“El Dios que usa lo que hoy es tu aflicción para tu promoción”

El problema que estamos enfrentando hoy y que enfrenta nuestro país, más que un problema económico, de salud, político, social o familiar, es una batalla de fe y la Palabra de Dios nos enseña que sin fe es imposible agradar a Dios, para entrar al trono de la gracia se necesita fe y no podemos entrar con confianza ante Él, si no tenemos fe. Jesús enseñó que para el que cree todo le es posible, así que nuestras imposibilidades no son porque Dios no nos quiera dar algo, es un problema que tenemos hoy con la fe; si Satanás roba nuestra fe, roba nuestro futuro, y roba las oraciones, porque si no hay fe en la oración no hay poder en ella.

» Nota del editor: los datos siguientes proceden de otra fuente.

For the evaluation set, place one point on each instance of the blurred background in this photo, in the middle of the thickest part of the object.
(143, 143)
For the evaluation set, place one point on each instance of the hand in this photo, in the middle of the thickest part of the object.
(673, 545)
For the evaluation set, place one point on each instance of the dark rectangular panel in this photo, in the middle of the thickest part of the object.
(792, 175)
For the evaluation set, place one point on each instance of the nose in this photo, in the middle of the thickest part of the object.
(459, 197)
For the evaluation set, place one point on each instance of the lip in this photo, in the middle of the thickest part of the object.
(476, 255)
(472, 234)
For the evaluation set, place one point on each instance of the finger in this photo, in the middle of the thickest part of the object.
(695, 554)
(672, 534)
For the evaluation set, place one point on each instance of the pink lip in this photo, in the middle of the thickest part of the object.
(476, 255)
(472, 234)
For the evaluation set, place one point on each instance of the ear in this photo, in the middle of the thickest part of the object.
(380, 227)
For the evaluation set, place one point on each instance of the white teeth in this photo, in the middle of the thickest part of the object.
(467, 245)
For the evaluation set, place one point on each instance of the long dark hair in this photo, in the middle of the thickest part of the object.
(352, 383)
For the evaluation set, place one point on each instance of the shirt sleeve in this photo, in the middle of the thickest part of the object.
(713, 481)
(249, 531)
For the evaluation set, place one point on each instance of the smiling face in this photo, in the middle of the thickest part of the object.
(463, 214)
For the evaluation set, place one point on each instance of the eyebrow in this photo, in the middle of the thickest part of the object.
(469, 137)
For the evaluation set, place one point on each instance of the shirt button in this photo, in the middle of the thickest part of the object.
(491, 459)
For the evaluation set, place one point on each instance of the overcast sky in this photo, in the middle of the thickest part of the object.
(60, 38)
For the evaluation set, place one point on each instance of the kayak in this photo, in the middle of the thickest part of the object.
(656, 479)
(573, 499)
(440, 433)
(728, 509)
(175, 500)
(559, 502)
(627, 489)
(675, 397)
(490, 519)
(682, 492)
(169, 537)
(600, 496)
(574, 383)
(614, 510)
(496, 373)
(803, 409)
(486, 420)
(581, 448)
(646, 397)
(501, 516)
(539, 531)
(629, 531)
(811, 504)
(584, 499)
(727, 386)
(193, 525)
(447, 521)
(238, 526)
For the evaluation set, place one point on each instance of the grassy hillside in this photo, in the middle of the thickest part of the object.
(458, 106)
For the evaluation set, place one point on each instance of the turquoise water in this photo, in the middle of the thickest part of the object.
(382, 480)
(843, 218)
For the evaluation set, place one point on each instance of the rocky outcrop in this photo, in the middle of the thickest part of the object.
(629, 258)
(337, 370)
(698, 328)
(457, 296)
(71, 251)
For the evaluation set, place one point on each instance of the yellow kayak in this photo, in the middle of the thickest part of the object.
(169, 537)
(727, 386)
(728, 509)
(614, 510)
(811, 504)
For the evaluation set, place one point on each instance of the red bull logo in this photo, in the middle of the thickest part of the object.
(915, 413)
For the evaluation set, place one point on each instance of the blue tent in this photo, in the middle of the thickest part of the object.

Cuando entendemos que hay situaciones que estamos atravesando producto de un error, o una mala decisión, estamos más propensos a tener fe para salir de ellas,  pero el problema está cuando vienen estás circunstancias y sentimos que es algo inmerecido, que estamos sirviendo a Dios, que le estamos obedeciendo y decimos ¿por qué? Aun tenemos gente cerca de nosotros que nos dicen, si has sembrado tanto por qué no tienes que comer; el diablo no nos va atacar cuando estamos en el éxito, esos ataques van a llegar cuando estemos en circunstancias, en adversidades y no tenemos la explicación de por qué están llegando a nuestra vida.

Estamos viviendo un momento en el que solo con fe vamos a prevalecer y permanecer, vamos a dejar que la Biblia hable más fuerte que nuestro problema, que la voz de Dios hable más fuerte que la realidad que estamos viviendo.

Romanos 8:1: “Ahora, pues, ninguna condenación hay para los que están en Cristo Jesús, los que no andan conforme a la carne, sino conforme al Espíritu.”

Este verso lo escribió Pablo, quien era un abogado, un hombre que conocía de leyes; es importante entender que una condenación es una sentencia de un juez, que afecta el futuro, debido a algo que se hizo en el pasado y él está diciendo no hay condenación, ni decreto de un juez para condenarnos, si estamos en Cristo; ningún creyente debería estar condenado a vivir en fracaso, si nacimos pobres, no tenemos porque morir pobres, porque ninguna condenación hay para los que están en Cristo Jesús.

Debemos tener fe y no dudar de la Palabra, debemos creer que ella es verdad y nuestros argumentos no, esa es la única forma en la que podremos prevalecer. La fe es una semilla que se implanta en los corazones, que viene por el oír la Palabra; Dios no ve la semilla, sino lo que soñó, porque Él no diseñó una semilla para que se quede como semilla, sino para que sea el iniciador de su sueño, dice la Biblia que cosas que ojo no vio, ni oído oyó, ni han subido a corazón de hombre son las que Dios ha preparado, quiere decir que tiene planes y pensamientos, pero comienza a trabajar en una semilla que necesita pasar por un proceso. La fe es una semilla y necesita ser procesada para desarrollarse a lo que Dios soñó.

Génesis 37:1-8 “Habitó Jacob en la tierra donde había morado su padre, en la tierra de Canaán. Esta es la historia de la familia de Jacob: José, siendo de edad de diecisiete años, apacentaba las ovejas con sus hermanos; y el joven estaba con los hijos de Bilha y con los hijos de Zilpa, mujeres de su padre; e informaba José a su padre la mala fama de ellos. Y amaba Israel a José más que a todos sus hijos, porque lo había tenido en su vejez; y le hizo una túnica de diversos colores. Y viendo sus hermanos que su padre lo amaba más que a todos sus hermanos, le aborrecían, y no podían hablarle pacíficamente. Y soñó José un sueño, y lo contó a sus hermanos; y ellos llegaron a aborrecerle más todavía. Y él les dijo: Oíd ahora este sueño que he soñado: He aquí que atábamos manojos en medio del campo, y he aquí que mi manojo se levantaba y estaba derecho, y que vuestros manojos estaban alrededor y se inclinaban al mío. Le respondieron sus hermanos: ¿Reinarás tú sobre nosotros, o señorearás sobre nosotros? Y le aborrecieron aun más a causa de sus sueños y sus palabras.”

Este sueño que José tuvo, no era un sueño de Él, era un sueño de Dios, dice el libro de Proverbios que muchos planes hay en el corazón del hombre pero el propósito de Dios es el que va a permanecer, es decir, el plan que Dios tiene para cada uno de nosotros; no somos una casualidad, somos el sueño de Dios, Satanás nos ha querido convencer que somos la pesadilla de Dios, pero estamos aquí porque Dios nos soñó, somos lo que somos porque Dios nos soñó y lo que Él sueña lo sueña grande y comienza a trabajar en nosotros en forma de semilla para llevarnos a su sueño y propósito.